Winner of the FIFA World Coach of the Year for Men’s Football for the first time, Josep Guardiola guided Barcelona to victory in virtually every competition they entered in 2011. Just minutes after being handed the most coveted coaching award on Planet Football, yet remaining as analytical and humble as ever, the Barça supremo spoke to FIFA.com.
FIFA.com: Congratulations, it’s been a great night for everybody involved with Barcelona, hasn’t it?
Josep Guardiola: Last year’s [Gala] was [a great night] and we’ve been heavily involved this year too. There’s a bit of cause-and-effect going on, because when you win titles individual recognition comes hand in hand. At the end of the day we’re fortunate both because we’ve won these prizes and because we're happy to have received so much praise for the way we’ve played. We hope to stay on this path in order to live nights like this again.
Does it strike you as paradoxical for a side like Barça, where the focus is on the team over and above any individual stars, to receive so many individual awards?
Obviously they’re a great source of joy, but you don’t become a player or a coach for that reason. You do so to enjoy the game, to put a certain philosophy into practice and work with the players. And then, of course, events like these put football in a good light and we all need to encourage that to keep the sport growing.
What's more, as you’ve said yourself, it’s not the first time your team has received recognition for their many successes…
It’s not easy as the more successful you are the more other teams want to beat you, the more they learn about you and the harder you have to work. But we need to keep working as effectively as we can, as well as setting our objectives as high as possible in order to keep winning.
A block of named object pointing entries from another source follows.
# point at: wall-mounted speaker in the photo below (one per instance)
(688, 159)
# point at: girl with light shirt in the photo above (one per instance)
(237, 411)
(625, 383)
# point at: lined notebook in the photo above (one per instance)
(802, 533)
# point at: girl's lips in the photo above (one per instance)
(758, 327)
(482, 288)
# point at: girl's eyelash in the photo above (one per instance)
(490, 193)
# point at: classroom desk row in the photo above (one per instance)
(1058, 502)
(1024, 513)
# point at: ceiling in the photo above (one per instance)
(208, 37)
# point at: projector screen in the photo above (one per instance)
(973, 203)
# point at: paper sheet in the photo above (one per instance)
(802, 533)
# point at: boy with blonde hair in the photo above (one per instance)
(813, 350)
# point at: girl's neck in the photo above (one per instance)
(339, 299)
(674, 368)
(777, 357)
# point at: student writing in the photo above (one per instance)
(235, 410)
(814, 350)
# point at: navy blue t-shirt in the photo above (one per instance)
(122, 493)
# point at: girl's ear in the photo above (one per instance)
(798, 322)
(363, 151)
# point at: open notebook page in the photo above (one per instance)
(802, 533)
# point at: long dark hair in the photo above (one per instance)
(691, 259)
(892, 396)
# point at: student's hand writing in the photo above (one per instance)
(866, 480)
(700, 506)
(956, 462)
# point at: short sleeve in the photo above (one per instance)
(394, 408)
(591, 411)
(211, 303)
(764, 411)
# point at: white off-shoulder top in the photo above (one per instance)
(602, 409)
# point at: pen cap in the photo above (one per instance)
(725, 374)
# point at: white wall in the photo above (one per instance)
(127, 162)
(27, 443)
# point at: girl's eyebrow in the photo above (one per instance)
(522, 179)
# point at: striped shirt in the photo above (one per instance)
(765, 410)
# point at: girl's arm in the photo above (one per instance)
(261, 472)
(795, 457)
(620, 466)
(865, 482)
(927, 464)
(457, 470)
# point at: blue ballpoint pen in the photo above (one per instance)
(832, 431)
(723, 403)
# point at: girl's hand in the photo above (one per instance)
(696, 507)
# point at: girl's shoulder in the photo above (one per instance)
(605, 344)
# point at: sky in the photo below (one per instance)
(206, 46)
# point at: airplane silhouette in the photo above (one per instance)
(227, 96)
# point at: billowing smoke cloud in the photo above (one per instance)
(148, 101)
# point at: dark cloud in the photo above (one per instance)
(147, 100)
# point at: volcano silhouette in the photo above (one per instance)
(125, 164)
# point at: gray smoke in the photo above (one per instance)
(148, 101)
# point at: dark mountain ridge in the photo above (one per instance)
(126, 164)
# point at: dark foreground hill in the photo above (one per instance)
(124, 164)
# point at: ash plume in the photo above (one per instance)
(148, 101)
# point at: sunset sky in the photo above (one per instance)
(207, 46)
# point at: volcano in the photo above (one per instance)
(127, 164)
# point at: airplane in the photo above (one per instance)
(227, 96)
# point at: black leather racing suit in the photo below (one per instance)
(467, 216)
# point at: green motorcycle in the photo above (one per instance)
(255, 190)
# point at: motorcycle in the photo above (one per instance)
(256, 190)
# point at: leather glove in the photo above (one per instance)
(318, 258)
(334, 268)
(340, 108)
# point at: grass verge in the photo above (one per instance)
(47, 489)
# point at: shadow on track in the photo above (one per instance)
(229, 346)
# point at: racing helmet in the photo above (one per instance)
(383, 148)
Both you and your players are relatively young. Do you sense this is the start of a lengthy era of Blaugrana dominance?
In football a team’s success or failure hangs by a thread. It might seem that because we’ve been successful in the past and we’re very young this is going to last, but you have to take things very carefully. It’s extremely difficult to build something good and strong, but letting it slide is much easier.
Plus, winning is by no means guaranteed, as indicated by yesterday’s draw against Espanyol…
We didn’t need yesterday’s game to know that the competition is ever more fierce. But we’re going to keep trying, that’s the least we can do. I don’t know if we’ll keep winning, but I’m certain we won’t stop trying.
Will you wake up with a smile still on your face tomorrow morning or will your thoughts have turned to the next game by then?
There’s not much time to enjoy this. If I was on holiday I’d have the chance to savour this, but I can’t right now. We’ve got another game in two or three days’ time and then another after that. This is just a short break that is good for football and for our club’s image, but now we have to move on.